= Cirque Rocks =

2006 charity circus held in New Zealand

Cirque Rocks was a charity circus held in Auckland, New Zealand event that was organised by the Dean Lonergan Events organisation and sponsored by McDonald's restaurants. The event was held August 23–26, 2006, with 215 performers. The event was held in the Trust's Stadium in Waitakere.

It featured over 80 circus acts and X-Games performers, choreographed to a 60-piece orchestra. The theme of the night being the history of Rock 'n Roll. The festivities began to a backdrop of early Rock 'n Roll hits and through the night progressed into today's modern rock.

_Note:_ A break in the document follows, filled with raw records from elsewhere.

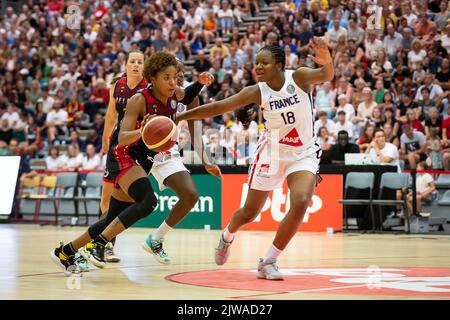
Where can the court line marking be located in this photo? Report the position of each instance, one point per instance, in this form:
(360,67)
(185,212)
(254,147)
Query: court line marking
(299,291)
(206,263)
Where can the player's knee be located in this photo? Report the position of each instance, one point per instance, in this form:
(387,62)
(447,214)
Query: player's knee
(248,214)
(300,200)
(190,197)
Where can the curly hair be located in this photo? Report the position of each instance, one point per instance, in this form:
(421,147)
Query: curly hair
(115,79)
(276,52)
(158,62)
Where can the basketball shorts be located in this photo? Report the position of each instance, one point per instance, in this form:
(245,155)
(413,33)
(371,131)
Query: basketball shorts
(122,159)
(268,172)
(167,164)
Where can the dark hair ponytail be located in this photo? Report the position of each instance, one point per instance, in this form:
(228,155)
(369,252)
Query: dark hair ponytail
(115,79)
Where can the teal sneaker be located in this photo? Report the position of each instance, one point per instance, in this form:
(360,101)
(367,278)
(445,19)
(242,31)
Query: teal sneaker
(81,262)
(155,248)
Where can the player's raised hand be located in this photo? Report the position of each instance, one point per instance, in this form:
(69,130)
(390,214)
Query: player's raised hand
(213,170)
(320,47)
(206,78)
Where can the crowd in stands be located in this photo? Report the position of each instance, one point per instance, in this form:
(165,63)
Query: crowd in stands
(391,84)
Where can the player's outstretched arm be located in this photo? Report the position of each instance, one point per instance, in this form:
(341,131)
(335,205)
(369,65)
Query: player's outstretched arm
(135,108)
(110,120)
(246,96)
(187,95)
(307,76)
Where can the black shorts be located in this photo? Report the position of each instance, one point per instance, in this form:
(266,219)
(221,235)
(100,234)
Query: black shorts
(120,159)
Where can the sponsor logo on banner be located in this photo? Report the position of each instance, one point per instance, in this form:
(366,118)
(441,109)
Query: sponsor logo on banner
(205,214)
(292,139)
(323,212)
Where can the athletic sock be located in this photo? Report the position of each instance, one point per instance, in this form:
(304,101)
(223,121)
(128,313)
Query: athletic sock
(272,253)
(101,239)
(163,229)
(69,250)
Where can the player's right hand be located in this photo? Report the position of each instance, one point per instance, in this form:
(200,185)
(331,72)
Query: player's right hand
(146,118)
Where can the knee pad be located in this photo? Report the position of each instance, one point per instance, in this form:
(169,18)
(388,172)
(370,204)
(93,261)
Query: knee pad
(142,192)
(115,208)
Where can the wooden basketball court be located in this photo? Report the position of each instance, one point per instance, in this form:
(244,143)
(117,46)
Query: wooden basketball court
(317,266)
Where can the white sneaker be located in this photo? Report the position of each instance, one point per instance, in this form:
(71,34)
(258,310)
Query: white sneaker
(268,270)
(222,251)
(110,256)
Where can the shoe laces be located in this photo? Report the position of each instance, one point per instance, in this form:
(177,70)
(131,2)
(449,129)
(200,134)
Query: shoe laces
(272,264)
(158,248)
(79,259)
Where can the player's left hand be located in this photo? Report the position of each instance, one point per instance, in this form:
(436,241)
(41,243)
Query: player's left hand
(214,170)
(320,47)
(206,78)
(146,118)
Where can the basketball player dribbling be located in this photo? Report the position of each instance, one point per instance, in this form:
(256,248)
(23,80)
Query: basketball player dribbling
(122,88)
(130,161)
(288,149)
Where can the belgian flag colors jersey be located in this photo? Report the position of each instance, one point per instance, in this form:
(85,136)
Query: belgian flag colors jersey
(122,158)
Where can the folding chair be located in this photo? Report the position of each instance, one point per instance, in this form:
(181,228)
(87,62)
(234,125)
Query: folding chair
(394,181)
(360,181)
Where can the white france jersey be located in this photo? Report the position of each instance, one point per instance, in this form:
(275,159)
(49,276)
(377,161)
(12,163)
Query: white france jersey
(289,115)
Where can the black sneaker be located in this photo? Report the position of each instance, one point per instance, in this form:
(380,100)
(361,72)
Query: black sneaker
(67,263)
(94,252)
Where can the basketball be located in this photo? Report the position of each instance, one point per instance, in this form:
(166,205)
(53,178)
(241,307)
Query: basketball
(160,134)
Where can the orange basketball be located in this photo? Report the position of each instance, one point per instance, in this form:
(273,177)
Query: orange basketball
(160,134)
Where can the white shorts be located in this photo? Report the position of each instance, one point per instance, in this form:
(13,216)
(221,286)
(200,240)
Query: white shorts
(161,170)
(266,173)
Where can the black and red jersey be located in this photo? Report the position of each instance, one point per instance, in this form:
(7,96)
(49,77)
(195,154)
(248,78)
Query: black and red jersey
(122,93)
(153,106)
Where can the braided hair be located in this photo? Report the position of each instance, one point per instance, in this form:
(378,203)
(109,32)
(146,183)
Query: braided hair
(277,53)
(157,62)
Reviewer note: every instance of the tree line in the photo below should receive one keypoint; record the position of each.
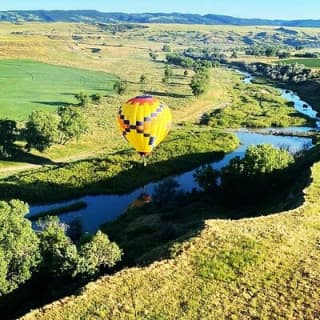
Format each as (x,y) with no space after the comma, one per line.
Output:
(49,253)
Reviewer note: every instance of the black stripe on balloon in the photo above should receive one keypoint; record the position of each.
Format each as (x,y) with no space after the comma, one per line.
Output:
(151,141)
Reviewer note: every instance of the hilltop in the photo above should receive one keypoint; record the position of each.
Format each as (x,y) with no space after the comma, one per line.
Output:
(93,16)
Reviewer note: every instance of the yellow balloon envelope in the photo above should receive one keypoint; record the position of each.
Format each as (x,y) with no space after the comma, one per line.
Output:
(144,121)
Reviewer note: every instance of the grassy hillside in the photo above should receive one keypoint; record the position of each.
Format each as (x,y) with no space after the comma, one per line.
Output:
(29,85)
(308,62)
(261,268)
(94,16)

The event was held live at the Trusts Stadium in Auckland on August 23, 2006, and broadcast a couple of days later on local network TV3 on Saturday, August 26, 2006.

The charities that this event raised money for were:
- Ronald McDonald House
- Yellow Ribbon (Prevention of Youth Suicide)
- Child Cancer Foundation

==Performances==
These are among some of the acts performed at the Cirque Rocks event.
- Plate Spinning
- Holland's Motorcycle Globe of Death
- Sunchasing
- X-Games bikers - - Chad Kagy, Ryan Nyquist, Jamie Bestwick and Scott Cranmer.
- Trampolining
- Cage of Death
- Ramashov Russian swings
- Troupe Mayarov Fast Track Tumbling
- Motorcycle Foot Jugglers from Russia
- The Flying Wallendas (the world's greatest high wire act)

Cirque Rocks was a contemporary circus event and therefore did not use any performing animals.

==Disappearance==
On August 29, 2006, it was reported that a Chinese performer associated with the Chasing Sun chair balance act failed to turn up for her flight back to China. No further details are apparent and her disappearance remains a mystery.